Shalmanese, I know what an MD5 hash is. So I am puzzled as to why you attached your post to my previous one. Perhaps you intended to clarify someone else’s post who is mistakenly referencing MD5?
For those not so familiar with encryption, let me explain. Standard encryption goes like this:
Alice takes a plain text plus an (independently generated) encryption key to create a cipher text. She sends it to Bob.
Bob takes the cipher text plus a decrypion key to re-create the plain text.
With hashing schemes like MD5, there are no (independently generated) keys and step 2 doesn’t exist. It is a purely one way process. In particular, it is not a one-to-one function. Different texts can have the same MD5 hash.
Note that it is an open question as to whether MD5 can be broken by non-brute force methods. (Where “break” in this context means “recover any string that maps into the encoded string.”) Almost all phrasing of strength of systems are conditional on “we do not know if…”. (Where “we” means people who don’t work for the NSA and publish their work.)

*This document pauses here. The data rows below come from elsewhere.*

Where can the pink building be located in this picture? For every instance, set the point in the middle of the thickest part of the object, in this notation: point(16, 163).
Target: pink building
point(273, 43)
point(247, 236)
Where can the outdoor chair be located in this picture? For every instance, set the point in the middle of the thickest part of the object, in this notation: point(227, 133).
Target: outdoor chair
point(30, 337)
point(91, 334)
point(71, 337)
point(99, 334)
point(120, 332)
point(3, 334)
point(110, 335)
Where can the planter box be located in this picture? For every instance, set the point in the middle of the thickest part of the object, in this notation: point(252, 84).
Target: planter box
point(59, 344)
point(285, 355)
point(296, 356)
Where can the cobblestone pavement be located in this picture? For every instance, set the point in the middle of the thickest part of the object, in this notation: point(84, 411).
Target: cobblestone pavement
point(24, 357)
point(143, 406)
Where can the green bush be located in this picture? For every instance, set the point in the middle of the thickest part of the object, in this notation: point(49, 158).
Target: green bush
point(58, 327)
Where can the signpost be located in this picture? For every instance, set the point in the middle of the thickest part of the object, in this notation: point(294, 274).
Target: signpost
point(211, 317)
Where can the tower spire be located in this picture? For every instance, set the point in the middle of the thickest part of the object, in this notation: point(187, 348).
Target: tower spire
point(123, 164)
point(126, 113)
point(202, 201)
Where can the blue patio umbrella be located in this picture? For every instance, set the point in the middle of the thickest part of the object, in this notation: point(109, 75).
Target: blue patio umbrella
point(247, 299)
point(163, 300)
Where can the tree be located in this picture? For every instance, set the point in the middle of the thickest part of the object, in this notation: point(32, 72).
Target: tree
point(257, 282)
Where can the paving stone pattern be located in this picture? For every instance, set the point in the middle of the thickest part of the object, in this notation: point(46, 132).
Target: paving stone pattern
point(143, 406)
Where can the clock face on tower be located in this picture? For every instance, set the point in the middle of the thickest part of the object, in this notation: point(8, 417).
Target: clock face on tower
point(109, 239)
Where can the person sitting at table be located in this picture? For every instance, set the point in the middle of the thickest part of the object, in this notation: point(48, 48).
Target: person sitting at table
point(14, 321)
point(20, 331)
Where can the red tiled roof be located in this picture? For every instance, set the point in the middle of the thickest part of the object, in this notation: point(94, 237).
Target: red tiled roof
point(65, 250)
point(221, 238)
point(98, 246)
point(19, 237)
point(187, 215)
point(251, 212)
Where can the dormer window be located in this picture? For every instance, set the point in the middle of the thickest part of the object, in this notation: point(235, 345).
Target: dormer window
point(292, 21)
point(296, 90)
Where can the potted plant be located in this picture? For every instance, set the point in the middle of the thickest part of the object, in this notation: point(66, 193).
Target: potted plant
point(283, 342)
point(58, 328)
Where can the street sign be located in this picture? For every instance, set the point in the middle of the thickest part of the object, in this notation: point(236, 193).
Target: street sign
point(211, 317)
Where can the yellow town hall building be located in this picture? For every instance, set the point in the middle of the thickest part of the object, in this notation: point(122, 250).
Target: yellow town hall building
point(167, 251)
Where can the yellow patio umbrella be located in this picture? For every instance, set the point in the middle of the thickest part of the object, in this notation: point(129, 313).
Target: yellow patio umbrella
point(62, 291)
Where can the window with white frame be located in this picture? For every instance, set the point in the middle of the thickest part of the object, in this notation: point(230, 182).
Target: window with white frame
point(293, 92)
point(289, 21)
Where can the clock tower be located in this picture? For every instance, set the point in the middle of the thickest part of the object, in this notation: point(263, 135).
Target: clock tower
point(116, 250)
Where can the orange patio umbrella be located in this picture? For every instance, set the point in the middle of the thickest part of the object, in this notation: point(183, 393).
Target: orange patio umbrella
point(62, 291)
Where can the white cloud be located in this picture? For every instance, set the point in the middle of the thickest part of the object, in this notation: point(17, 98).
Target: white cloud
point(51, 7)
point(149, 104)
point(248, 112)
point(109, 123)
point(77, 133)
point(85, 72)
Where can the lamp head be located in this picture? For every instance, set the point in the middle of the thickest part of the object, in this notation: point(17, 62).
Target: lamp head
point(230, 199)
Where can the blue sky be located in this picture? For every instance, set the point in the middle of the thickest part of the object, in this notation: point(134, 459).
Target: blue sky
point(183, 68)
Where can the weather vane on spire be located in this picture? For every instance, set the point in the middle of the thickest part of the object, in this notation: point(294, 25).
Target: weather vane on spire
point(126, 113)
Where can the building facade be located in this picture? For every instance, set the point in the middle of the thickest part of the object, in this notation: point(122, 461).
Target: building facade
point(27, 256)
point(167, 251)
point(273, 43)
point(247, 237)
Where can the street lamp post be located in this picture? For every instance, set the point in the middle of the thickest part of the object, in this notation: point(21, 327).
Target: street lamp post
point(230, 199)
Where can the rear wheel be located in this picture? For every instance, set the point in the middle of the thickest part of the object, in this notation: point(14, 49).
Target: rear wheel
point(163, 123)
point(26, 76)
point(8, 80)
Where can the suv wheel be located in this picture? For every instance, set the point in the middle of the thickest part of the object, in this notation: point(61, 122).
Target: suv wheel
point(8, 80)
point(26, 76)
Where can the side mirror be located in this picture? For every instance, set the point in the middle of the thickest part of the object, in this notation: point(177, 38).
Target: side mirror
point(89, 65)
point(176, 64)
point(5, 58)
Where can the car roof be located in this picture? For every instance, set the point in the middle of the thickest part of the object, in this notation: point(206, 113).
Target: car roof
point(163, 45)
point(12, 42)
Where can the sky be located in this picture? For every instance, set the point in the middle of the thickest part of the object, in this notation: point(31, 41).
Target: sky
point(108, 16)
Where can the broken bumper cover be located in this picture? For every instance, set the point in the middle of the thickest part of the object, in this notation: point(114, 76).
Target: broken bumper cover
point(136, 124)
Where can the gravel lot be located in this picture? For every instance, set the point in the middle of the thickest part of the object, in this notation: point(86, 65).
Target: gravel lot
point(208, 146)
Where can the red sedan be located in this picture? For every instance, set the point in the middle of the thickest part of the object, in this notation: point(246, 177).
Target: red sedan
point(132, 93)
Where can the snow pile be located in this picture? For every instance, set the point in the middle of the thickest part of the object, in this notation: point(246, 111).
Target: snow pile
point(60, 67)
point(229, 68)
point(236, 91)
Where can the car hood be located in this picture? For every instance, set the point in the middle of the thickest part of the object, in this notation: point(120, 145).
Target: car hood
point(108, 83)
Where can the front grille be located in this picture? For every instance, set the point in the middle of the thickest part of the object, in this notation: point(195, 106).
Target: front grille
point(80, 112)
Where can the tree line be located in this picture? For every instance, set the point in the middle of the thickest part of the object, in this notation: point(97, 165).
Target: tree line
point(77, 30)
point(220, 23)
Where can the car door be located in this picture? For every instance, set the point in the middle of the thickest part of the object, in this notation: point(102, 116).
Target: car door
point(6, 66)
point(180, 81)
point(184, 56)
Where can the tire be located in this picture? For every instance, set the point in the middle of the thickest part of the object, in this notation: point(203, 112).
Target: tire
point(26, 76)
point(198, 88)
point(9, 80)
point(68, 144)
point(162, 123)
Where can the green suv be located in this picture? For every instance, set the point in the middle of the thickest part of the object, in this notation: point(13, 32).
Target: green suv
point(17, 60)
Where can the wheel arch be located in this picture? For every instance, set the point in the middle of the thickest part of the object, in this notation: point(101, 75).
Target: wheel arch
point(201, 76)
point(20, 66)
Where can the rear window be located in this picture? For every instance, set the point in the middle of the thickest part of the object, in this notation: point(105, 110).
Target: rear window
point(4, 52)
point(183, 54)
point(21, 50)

What if you want to recover all strings which map into the encoded string? If, for instance, you determined that the string x!J5)C_ mapped into the hash you had, that might not help you break into another account with the same password but which uses a different password hashing system. But if you found that the strings x!J5)C_ , G7~+m6 , and fluffy_bunny all mapped into your known hash, then you could probably be pretty confident that this person uses fluffy_bunny as a password.
Recover all strings that map into an MD5 hash? Good luck with that. First there are an infinite number of strings that map into a given MD5 hash. So that’s going to take a while. Secondly, once you are searching strings longer than the hash, there is an exponential growth in strings that map into the same hash. So even a limited search can have so many results that just listing them would be impractical. So what you have there is a list that’s growing exponentially towards infinity.
Note that some bad hashing schemes have been broken in the sense I gave. Many BIOS password schemes use a very poor method. There are programs available that quickly find “a” password that maps into the same hash. It will be nonsense (but so would the original if they picked a good password.) That’s good enough for those purposes.